AI Overview
Introduction
The AI component of TrioSigno is responsible for recognizing and analyzing gestures in French Sign Language (LSF). This technology allows users to practice their LSF skills and receive real-time feedback on their performance.
Core Technologies
- Python: Main language for AI model development
- TensorFlow/Keras: Framework for training and inference
- MediaPipe: Google library for hand and landmark detection
- OpenCV: Real-time image and video processing
- Flask: Lightweight API to serve the model
- Docker: Containerization for deployment
Model Architecture
TrioSigno’s sign recognition system uses a two-stage architecture:
-
Hand Detection and Landmark Extraction: MediaPipe is used to detect hands in the image and extract 21 3D landmarks per hand.
-
Gesture Classification: A deep neural network is trained to classify landmark sequences into specific LSF gestures.
┌───────────────────┐ ┌───────────────────┐ ┌───────────────────┐
│ │ │ │ │ Landmark │
│ Camera / Video │ ---> │ Hand Detection │ ---> │ Extraction │
│ │ │ (MediaPipe) │ │ (MediaPipe) │
└───────────────────┘ └───────────────────┘ └─────────┬─────────┘
│
▼
┌───────────────────┐ ┌───────────────────┐ ┌───────────────────┐
│ │ │ │ │ Preprocessing │
│ User Feedback │ <--- │ Gesture │ <--- │ (Normalization / │
│ │ │ Classification │ │ Velocity Calc.) │
└───────────────────┘ └───────────────────┘ └───────────────────┘
Dataset
The AI model was trained on a dataset composed of:
- Public French Sign Language datasets
- A proprietary dataset created specifically for TrioSigno
- Augmented data generated using various transformations
The dataset contains over 50,000 samples covering:
- 500+ common LSF signs and expressions
- Variations in hand angles, lighting, and morphology
- Diverse contexts and backgrounds
Neural Network Architecture
The models are based on a transformer architecture.
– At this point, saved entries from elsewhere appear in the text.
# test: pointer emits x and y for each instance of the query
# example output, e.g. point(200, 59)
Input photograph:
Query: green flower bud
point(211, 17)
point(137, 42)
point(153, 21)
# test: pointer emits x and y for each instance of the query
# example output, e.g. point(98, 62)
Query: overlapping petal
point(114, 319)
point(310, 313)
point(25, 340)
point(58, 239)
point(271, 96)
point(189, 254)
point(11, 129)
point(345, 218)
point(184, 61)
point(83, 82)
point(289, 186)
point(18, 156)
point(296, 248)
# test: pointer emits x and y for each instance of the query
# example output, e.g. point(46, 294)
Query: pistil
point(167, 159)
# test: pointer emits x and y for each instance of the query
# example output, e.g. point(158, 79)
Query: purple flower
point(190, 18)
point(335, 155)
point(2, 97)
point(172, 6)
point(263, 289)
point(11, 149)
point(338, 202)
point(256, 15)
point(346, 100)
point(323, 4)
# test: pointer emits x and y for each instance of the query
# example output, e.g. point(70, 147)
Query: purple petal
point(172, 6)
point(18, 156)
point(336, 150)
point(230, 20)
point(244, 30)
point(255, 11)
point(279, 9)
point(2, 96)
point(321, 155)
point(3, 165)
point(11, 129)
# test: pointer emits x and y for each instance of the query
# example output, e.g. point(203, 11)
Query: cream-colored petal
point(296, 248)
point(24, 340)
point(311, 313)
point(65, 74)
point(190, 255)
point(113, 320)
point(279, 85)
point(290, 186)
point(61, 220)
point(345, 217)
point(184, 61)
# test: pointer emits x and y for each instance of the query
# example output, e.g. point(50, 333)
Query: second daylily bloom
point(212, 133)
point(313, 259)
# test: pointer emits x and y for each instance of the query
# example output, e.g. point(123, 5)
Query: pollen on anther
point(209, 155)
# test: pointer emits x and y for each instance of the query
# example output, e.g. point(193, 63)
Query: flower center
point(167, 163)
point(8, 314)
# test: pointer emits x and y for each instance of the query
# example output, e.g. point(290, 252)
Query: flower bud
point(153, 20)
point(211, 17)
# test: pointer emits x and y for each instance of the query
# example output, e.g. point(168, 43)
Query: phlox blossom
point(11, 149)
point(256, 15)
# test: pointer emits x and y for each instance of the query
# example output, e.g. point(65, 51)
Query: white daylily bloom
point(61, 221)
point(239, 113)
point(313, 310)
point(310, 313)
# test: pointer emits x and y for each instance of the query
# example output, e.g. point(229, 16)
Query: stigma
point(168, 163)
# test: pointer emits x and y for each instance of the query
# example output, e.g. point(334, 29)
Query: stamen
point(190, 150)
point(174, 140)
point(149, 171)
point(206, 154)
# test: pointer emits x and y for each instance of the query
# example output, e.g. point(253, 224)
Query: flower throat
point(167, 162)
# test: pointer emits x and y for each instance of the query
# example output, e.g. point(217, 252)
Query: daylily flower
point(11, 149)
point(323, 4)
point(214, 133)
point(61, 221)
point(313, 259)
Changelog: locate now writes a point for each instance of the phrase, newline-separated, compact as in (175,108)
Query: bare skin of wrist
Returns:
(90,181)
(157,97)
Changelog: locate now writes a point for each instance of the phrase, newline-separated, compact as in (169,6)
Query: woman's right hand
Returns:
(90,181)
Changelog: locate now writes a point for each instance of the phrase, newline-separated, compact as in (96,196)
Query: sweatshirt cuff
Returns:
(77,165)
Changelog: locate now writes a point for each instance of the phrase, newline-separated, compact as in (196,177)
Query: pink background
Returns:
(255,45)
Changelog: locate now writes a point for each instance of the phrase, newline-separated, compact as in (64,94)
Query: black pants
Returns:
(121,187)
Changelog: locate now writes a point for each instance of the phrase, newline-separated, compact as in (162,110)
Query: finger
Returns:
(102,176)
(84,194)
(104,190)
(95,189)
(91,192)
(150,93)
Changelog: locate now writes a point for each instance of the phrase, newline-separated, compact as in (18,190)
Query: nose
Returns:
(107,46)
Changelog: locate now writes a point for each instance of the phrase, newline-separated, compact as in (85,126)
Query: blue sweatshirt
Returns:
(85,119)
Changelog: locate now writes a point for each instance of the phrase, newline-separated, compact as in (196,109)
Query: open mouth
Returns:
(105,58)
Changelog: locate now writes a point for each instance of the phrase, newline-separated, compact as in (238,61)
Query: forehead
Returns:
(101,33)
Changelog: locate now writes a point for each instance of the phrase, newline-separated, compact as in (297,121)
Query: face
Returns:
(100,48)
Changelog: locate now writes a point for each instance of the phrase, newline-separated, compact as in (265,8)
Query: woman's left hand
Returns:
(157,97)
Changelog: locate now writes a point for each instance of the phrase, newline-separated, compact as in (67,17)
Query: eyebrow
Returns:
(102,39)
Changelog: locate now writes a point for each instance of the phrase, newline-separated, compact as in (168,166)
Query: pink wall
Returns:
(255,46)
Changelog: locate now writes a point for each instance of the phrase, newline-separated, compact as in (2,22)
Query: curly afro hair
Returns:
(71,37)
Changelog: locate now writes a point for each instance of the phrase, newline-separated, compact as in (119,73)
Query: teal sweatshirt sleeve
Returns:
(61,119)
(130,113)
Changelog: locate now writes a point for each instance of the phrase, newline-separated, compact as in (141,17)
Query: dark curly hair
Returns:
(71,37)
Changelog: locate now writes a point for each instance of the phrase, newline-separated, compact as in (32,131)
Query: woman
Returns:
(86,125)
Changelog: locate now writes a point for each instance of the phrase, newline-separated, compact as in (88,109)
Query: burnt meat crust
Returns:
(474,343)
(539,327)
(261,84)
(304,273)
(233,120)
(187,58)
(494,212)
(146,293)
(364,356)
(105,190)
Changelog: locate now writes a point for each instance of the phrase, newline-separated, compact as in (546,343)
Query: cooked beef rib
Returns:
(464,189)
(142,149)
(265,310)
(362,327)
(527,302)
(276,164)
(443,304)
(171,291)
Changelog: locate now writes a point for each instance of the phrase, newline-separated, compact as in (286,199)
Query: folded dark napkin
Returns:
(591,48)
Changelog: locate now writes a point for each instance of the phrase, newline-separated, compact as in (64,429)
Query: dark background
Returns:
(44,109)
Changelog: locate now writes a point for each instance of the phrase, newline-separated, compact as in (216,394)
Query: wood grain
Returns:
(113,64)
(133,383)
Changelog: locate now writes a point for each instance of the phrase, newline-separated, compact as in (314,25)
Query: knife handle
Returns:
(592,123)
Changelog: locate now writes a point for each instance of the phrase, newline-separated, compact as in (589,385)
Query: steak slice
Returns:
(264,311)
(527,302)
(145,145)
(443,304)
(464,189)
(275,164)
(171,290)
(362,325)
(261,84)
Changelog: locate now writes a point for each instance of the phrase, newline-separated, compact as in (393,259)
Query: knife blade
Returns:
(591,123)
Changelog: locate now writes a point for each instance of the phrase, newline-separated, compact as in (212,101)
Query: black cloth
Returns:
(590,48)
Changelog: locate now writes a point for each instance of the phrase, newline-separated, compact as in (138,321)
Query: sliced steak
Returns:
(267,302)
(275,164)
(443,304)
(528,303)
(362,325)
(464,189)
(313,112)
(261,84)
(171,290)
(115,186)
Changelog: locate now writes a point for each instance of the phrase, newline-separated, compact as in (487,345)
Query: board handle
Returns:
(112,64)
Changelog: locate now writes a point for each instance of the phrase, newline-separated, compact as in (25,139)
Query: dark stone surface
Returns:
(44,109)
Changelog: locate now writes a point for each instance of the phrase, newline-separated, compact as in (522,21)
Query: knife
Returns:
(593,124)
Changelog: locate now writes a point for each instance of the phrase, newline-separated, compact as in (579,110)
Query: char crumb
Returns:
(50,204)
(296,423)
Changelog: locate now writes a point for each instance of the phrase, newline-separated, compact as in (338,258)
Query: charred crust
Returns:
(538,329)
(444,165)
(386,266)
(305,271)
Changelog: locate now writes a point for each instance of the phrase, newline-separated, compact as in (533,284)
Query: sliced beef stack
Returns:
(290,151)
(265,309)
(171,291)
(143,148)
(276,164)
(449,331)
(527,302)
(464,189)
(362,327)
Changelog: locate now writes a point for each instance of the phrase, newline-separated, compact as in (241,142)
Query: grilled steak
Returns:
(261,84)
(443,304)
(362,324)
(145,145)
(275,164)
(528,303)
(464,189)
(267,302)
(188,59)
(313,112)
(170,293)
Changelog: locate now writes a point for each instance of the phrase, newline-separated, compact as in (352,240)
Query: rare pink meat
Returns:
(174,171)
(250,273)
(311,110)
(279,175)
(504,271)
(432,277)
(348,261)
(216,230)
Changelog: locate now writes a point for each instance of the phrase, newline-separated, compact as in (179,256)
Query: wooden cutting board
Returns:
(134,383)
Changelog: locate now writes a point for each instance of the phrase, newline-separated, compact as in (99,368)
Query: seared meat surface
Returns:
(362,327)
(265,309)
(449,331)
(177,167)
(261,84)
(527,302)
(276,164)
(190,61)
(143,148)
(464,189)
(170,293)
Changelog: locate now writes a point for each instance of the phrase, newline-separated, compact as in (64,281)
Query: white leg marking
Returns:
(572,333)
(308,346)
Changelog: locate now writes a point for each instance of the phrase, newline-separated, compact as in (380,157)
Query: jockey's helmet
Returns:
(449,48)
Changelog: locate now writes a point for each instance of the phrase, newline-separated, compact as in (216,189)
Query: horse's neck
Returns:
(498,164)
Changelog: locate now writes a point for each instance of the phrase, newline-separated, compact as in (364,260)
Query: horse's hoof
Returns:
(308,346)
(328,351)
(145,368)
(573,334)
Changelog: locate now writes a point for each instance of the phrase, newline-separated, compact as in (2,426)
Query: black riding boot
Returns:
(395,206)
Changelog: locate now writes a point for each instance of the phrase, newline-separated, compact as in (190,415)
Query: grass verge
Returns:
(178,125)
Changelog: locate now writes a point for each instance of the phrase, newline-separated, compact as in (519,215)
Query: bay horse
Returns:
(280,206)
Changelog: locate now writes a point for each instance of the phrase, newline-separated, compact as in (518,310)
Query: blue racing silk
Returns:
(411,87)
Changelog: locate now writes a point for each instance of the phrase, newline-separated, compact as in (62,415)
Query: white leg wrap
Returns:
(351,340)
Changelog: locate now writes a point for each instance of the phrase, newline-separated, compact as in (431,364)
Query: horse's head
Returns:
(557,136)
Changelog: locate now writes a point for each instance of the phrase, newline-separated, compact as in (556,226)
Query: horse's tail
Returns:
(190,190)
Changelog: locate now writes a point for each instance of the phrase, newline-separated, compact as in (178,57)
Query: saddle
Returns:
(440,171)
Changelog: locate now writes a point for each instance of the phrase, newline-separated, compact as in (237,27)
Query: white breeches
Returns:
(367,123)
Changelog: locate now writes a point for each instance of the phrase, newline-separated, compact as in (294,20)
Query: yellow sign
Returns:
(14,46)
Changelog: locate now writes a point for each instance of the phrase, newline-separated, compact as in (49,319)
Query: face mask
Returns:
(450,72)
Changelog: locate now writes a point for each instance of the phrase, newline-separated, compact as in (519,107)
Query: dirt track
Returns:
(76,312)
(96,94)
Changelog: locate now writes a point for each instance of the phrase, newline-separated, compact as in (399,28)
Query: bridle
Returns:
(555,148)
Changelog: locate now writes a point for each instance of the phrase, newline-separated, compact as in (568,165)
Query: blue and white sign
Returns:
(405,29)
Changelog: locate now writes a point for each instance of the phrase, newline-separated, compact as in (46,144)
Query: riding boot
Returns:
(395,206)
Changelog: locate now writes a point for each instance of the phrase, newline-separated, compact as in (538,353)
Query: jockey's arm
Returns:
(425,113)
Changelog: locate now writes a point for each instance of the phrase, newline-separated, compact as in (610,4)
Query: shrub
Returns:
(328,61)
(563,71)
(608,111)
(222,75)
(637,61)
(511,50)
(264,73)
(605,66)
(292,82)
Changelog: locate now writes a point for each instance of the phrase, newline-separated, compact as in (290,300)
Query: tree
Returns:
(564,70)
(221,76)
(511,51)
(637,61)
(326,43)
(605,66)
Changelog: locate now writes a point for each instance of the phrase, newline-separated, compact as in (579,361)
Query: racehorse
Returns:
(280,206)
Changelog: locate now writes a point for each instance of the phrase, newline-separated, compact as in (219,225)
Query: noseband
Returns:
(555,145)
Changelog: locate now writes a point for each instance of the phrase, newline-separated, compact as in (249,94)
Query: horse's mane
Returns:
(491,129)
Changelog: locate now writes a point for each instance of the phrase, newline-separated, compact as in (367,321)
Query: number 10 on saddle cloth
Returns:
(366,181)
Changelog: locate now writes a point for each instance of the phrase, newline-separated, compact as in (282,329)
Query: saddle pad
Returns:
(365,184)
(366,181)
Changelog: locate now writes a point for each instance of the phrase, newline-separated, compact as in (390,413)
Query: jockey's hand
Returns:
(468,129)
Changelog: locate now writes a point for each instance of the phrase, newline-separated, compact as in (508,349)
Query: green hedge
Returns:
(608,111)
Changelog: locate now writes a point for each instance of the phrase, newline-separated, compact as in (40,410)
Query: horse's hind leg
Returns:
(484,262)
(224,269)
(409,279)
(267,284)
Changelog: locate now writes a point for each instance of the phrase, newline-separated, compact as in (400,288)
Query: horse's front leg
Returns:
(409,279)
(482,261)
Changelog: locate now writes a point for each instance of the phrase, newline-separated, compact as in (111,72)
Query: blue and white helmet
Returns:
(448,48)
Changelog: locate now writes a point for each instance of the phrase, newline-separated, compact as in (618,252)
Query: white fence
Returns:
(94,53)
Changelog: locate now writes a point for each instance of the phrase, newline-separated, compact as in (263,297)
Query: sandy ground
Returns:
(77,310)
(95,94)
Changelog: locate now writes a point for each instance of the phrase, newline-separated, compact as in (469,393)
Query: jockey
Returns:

They support flexibility in input/output structure, number of attention heads, and layers, enabling specialized lightweight models for small gesture sets.
For example, the French Sign language alphabet only requires hand input—so face and body data are excluded to reduce model size and complexity.
TensorPair: TypeAlias = tuple[torch.Tensor, torch.Tensor]
@dataclass
class DataSamplesInfo:
labels: list[str]
label_map: dict[str, int]
memory_frame: int
active_gestures: ActiveGestures
one_side: bool
null_sample_id: int | None
def __init__(
self,
labels: list[str],
memory_frame: int,
active_gestures: ActiveGestures = ALL_GESTURES,
one_side: bool = False,
null_sample_id: int | None = None,
):
self.labels = labels
self.memory_frame = memory_frame
self.active_gestures = active_gestures
self.label_map = {label: i for i,
label in enumerate(self.labels)}
self.one_side = one_side
self.null_sample_id = null_sample_id
@classmethod
def fromDict(cls, data: dict[str, object]) -> Self:
assert "labels" in data, "Missing 'labels' field in DataSamplesInfo"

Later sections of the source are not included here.